In November, Silver, who is in his first year as commissioner, wrote an op-ed piece in the New York Times saying the United States needed a new approach to sports betting.

Silver said that though the NBA joined other sports leagues in opposing the expansion of legalized betting, the fact is that the activity thrives as an "underground business that operates free from regulation and oversight."

Silver called for Congress to revisit the 1992 Professional and Amateur Sports Protection Act, which prohibits states from authorizing sports betting.

He said that with times changing, Congress should create a federal framework to allow states to authorize betting on pro sports.

Yesterday, during a conversation aired on ESPN's "Outside the Lines," Silver said he has spoken to his fellow commissioners about the topic.

"I have talked to the commissioners in the other leagues [about legalizing sports betting]," he said in an interview with ESPN The Magazine. "I leave it to them to make any public statements they want to make on it.

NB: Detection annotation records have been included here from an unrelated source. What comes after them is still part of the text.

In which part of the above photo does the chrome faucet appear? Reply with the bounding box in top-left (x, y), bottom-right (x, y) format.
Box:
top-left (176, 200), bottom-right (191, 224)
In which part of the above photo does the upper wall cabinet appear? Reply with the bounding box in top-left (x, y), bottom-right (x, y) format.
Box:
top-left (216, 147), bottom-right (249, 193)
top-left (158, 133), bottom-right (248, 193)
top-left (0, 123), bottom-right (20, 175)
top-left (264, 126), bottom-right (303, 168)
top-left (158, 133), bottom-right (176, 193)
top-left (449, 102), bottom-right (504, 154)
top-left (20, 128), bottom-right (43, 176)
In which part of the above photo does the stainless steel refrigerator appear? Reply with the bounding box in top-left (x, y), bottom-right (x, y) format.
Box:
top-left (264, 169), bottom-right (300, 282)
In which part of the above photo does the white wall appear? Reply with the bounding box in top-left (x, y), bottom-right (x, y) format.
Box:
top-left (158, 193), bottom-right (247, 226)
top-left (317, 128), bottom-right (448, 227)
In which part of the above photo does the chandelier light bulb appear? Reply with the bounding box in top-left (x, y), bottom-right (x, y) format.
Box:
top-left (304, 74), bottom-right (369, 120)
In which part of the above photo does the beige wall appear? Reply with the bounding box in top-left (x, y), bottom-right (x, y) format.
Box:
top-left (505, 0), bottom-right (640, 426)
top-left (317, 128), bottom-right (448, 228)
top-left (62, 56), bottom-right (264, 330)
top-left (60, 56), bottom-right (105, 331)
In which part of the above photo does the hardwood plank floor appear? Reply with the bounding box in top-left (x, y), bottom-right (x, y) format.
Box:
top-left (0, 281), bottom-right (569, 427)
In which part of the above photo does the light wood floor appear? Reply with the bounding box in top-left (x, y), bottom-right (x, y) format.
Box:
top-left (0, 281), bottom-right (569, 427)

"I will say that certainly all of them are interested in having a better understanding of the issue and, I know, have assigned people in their organizations to study intensively the issue, as well."

I will not try to say I have a handle on the all of the complexity and nuances involved with legalized sports betting.

I will not debate the moral issues involved.

What I do know is that whether it is legalized or whether it stays primarily as a shadow industry, people will wager on sporting events.

The only debate is whether it is better that things remain as they are or that government creates some kind of standard of regulation for a multibillion-dollar industry.

It is ludicrous for NHL commissioner Gary Bettman to say, as he did in an interview with CNN, "I think there needs some attention to be paid to what sports is going to represent to young people.

"Should it be viewed in the competitive team-oriented sense that it is now, or does it become a vehicle for betting, which may in effect change the atmosphere in the stadiums and in the arenas?"

That might be a fine argument if this had not been settled decades ago. Sports are competitive, team-oriented things that became vehicles for betting a long time ago.

Despite the fact that wagers on games can be made only in Nevada, and on parlay cards for the NFL in Delaware, point spreads for virtually every sporting event are run in newspapers across the country.

Few guys flew from Philly to Las Vegas yesterday to put money down on the Sixers' game against the Denver Nuggets last night. Still, we know a lot of money passed hands after the outcome.

Just as state after state has found ways to get in on the casino business that was once exclusive to Nevada and Atlantic City, states will keep pushing to get in on the billions of dollars in revenue being lost to illegal sports betting.

New Jersey lawmakers passed a sports-betting law last year, only to have it struck down by the courts, a decision being appealed. Delaware's plan in 2009 to expand its sports betting to include single games also was turned aside.

Lawmakers in Indiana, New York and South Carolina introduced bills to legalize sports betting.

Two New Jersey congressmen, Frank LoBiondo and Frank Pallone, introduced bills to amend the Professional and Amateur Sports Protection Act.

Sen. John McCain, of Arizona, recently said he thinks Congress should hold hearings on legalizing sports betting.

Ultimately, too many people for too different reasons want legalized sports betting to happen for it not to happen.

Silver has taken a realistic approach by saying we should stop closing our eyes to what is right in front of us and deal with it in a practical way.

"There should be federal legislation on the issue, in part to avoid what is happening now," Silver said. "My greatest concern is that there will be, in essence, a hodgepodge of regulations on controlling sports betting that will vary from state to state, jurisdiction to jurisdiction, and will make it increasingly difficult to monitor betting on our own sport."